Record cold and record warm temperatures across the planet can cause major and widespread impacts to life and property. But how frequent are these extreme temperature events? How do the frequencies of record warm events and record cold events compare, and have their relative frequencies changed over time?
A new product, funded by the NOAA Climate Program Office’s Climate Observations and Monitoring Program, provides historical perspectives on occurrences of record warm and record cold average monthly temperatures across the globe from 1951 to the present. It is now part of the NOAA National Centers for Environmental Information’s (NCEI) regular climate monitoring activities as a fully automated product.
“The new product allows NOAA to better articulate indicators and impacts of climate change in a manner that is readily accessible by the public and decision makers,” said Anthony Arguez, Physical Scientist with NCEI and lead researcher for the product.
With the graphics available as part of this product, decision makers and the public can see how a single record warm or cold event fits within the bigger climate picture. Without historical context, a record cold spell like the late January 2019 event that impacted the Midwest, for example, can lead some to question the validity of observed climate change. However, a cold event may be just a blip in the long-term trend or cover only a small fraction of the Earth, occurring while other areas experience warmer than normal temperatures.
Each month, users will now see graphs showing how much of the Earth’s surface experienced record warm or record cold average temperatures, and how those percentages have changed over time. They will also see how the ratio of warm records to cold records has changed over the years on a monthly, seasonal, or annual basis.
“This product will help users better understand how the impacts of climate change are felt in terms of record temperatures,” said Arguez. “For example, we can communicate that cold records will still occur, but they are likely to be much less common than warm records. This will help correct the misconception that the occurrence of cold records implies that the global climate is not warming.”
The latest release of the product showed that for the month of September there have been more areas experiencing warm records than cold records every year since 1997.
Time series of the ratio of warm records to cold records for September from 1951-2019. A value of 50, for example, indicates that the global area experiencing record warm mean monthly temperatures was 50 times as big as the global area experiencing record cold conditions. Ratio values between 0.8 (four to five) and 1.25 (five to four) are shown in gray. Red circles indicate values above 1.25. Blue circles indicate values below 0.8. Dark red values represent either a ratio value that is greater than 50 or an observation in which the warm record area is non-zero and the cold record area is zero. Dark blue values represent either a ratio value that is less than 0.02 or an observation in which the cold record area is non-zero and the warm record area is zero.
It also showed that, during September 2019, 7.93% of the world’s land and ocean surfaces had a record warm month, while no land or ocean areas experienced record cold temperatures.

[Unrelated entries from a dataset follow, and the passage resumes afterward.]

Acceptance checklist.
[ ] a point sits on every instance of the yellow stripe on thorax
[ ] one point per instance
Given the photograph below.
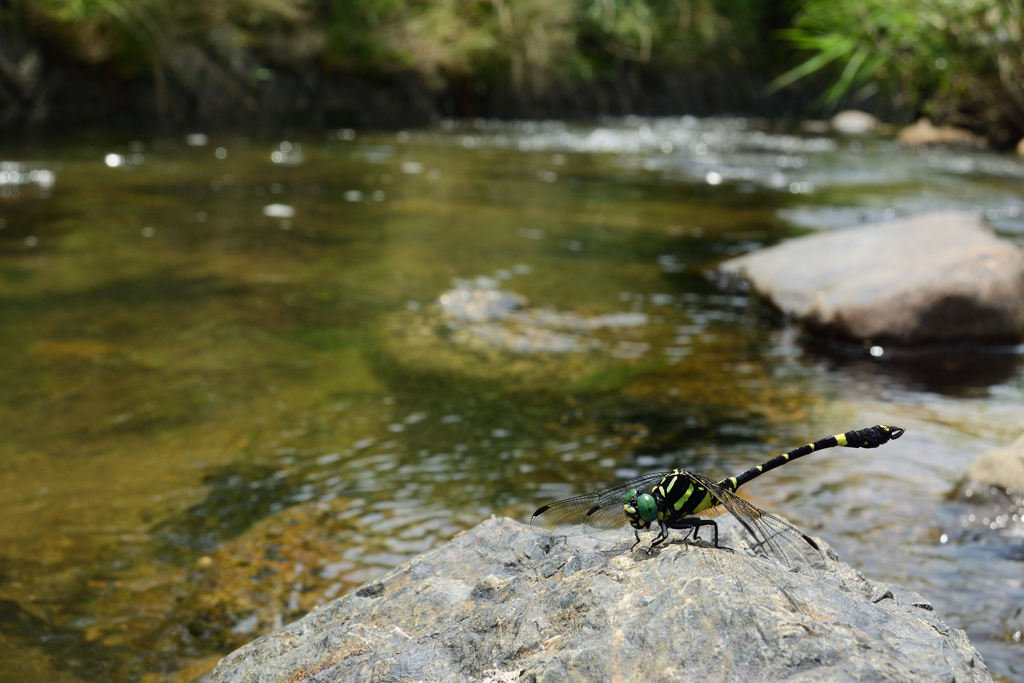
(705, 504)
(685, 497)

“This was the second highest percentage for any record warm September temperature across the globe since 1951,” added Arguez.
Time series of global land and ocean areas at record cold and warm temperatures for September from 1951-2019.
With each monthly release, users will also be able to see the product on different spatial scales (e.g. hemispheres, land-only, ocean-only, land and ocean) and time scales (months, seasons, and years).
According to Arguez, these different aggregations show us that, no matter how you slice it, record cold conditions are still occurring, but considerably less often than record warm conditions.